Silence hovered. Gilbert pressed a hand to his brow, his mind racing. He recalled every distant meal, every stiff word, and the way she avoided him after gatherings. He recalled how the rumor-laden Season in London had ground her spirit. Still, the abruptness of her departure stung.

He shot Leopold a glare. “You kept her secret about leaving. Are you keeping anything else from me?”

Leopold’s mouth tightened. “She only asked for my discretion. I believe you two must speak directly. It is not my place to betray what she might wish to keep private.”

“So thereismore,” Gilbert snapped as his ire flared anew. “But you refuse to share it.”

“Yes,” Leopold stood firm. “I told her she must speak with you in time. I cannot say more.”

Gilbert’s heart pounded. The unspoken hint of something deeper than mere unhappiness gnawed at him.

“Your loyalty is misplaced,” he growled. “I am your brother. She is my wife.”

Leopold’s gaze did not waver.

“And she is my sister-in-law. I am trying to protect her, just as you once protected me. Perhaps you should reflect on how she came to be so distressed.”

The words struck Gilbert like a blow. He inhaled sharply, his rage ebbing into a hollow ache. His shoulders sagged in a spasm of helplessness.

“She was distressed, yes, and I have failed her,” he muttered. “But that does not excuse you for aiding her escape without so much as a warning to me.”

“I accept your anger,” Leopold nodded gravely. “I only ask you to recognize that she left because she saw no other remedy. If you would find her again, do not do so in anger.”

Gilbert could muster no response to that. He turned aside, his gaze sweeping the quiet shelves and the subdued lamplight. Every detail of the room grated on him; a reminder of how weak his control over his own household felt. At length, he spoke, his voice raw.

“She is at Crayford Manor, then.”

Leopold nodded once. “Yes. She took a minimal retinue, but she is safe. She asked that no fuss be made, to spare you public embarrassment.”

“She spares me embarrassment while leaving me powerless,” he said bitterly. He pivoted, crossing the distance to the door in quick strides.

Leopold called after him, his tone regretful. “Gilbert.”

Gilbert stopped without turning. “What?”

Leopold’s breathing sounded unsteady.

“She does not hate you,” he said. “She is… hurt, and something weighs heavily on her. If you go to her in anger, you may lose what remains of her trust.”

“She gave me precious little trust if she would vanish thus,” he said. Gilbert let out a ragged scoff, yet the edge in his tone vacillated, and he hastened to leave the sitting room, a thousand thoughts tearing at him simultaneously.

He stalked down the corridor, his footsteps echoing in ominous repetition. A maid spotted him and ducked quickly into a side passage, no doubt reading the fury on his face. He had no desire for an audience. Reaching the foot of the main staircase, he paused, raking a hand through his hair.

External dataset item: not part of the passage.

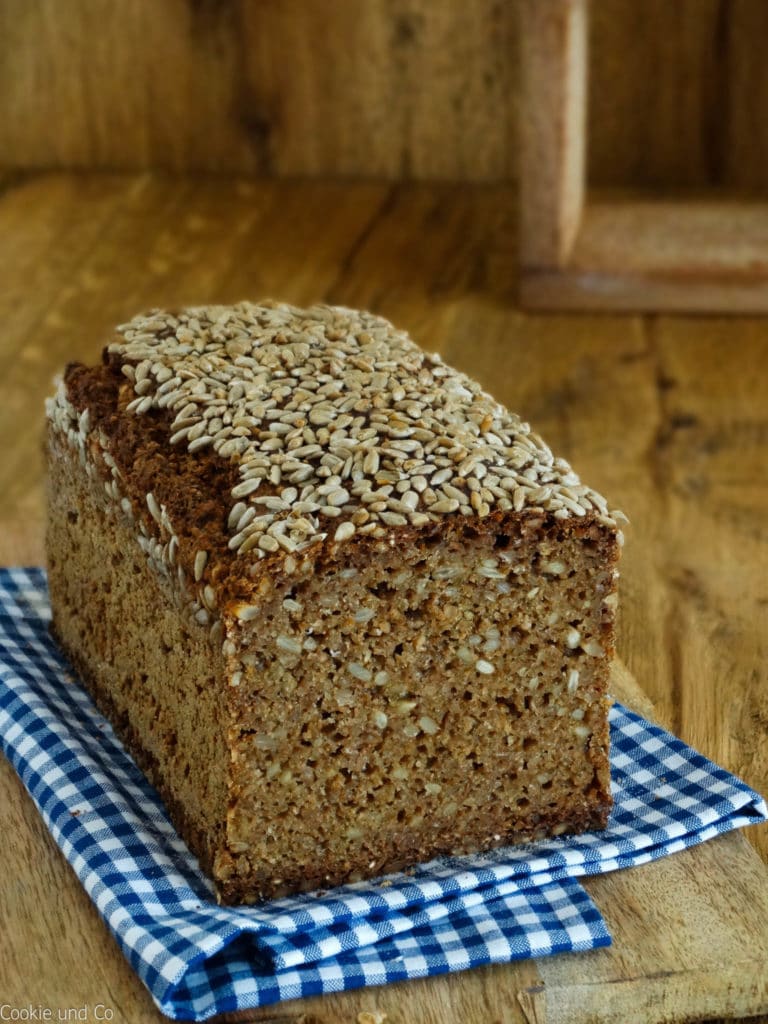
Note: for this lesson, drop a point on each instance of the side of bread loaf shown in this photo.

A swirl of memories assailed him: her quiet pleas for him to discuss children, his vow to never father heirs. The nights they had barely touched, the moments he glimpsed her pallor or heard her catch her breath in distress. Had she been ill all this time, and he let jealousy blind him to it?

He forced himself to climb the staircase, aiming for his study; somewhere he could pace without prying eyes. Yet once he was there he found the air too stifling, the note she had penned still on the desk, mocking him with its brevity. He tried reading it again, searching for some clue to explain her sudden departure.

…I do not wish to burden you while you attend your obligations…

The words seared him. Did she see herself as a burden? Did he give her that impression? He recalled their last argument, how she insisted she could not share intimacy when he refused to consider fatherhood. His heart beat painfully. Perhaps she believed him incapable of comforting her.

Perhaps she is correct.

He dropped into his chair, burying his face in his hands. The hush of the study offered no solace. All he could hear was Leopold’s assertion that she was deeply unhappy, and that something weighed on her. He lifted his head, his gaze falling on the neat stacks of estate papers. None of them held meaning now. He felt unmoored, his carefully ordered world undone by the absence of one woman.

He had never faced such a sense of helplessness. His mind whispered that she might never return if he refused to alter his stance. He clenched his jaw, recalling the weight of the tragedy that shaped his vow.

I cannot risk losing a child as I lost my sister.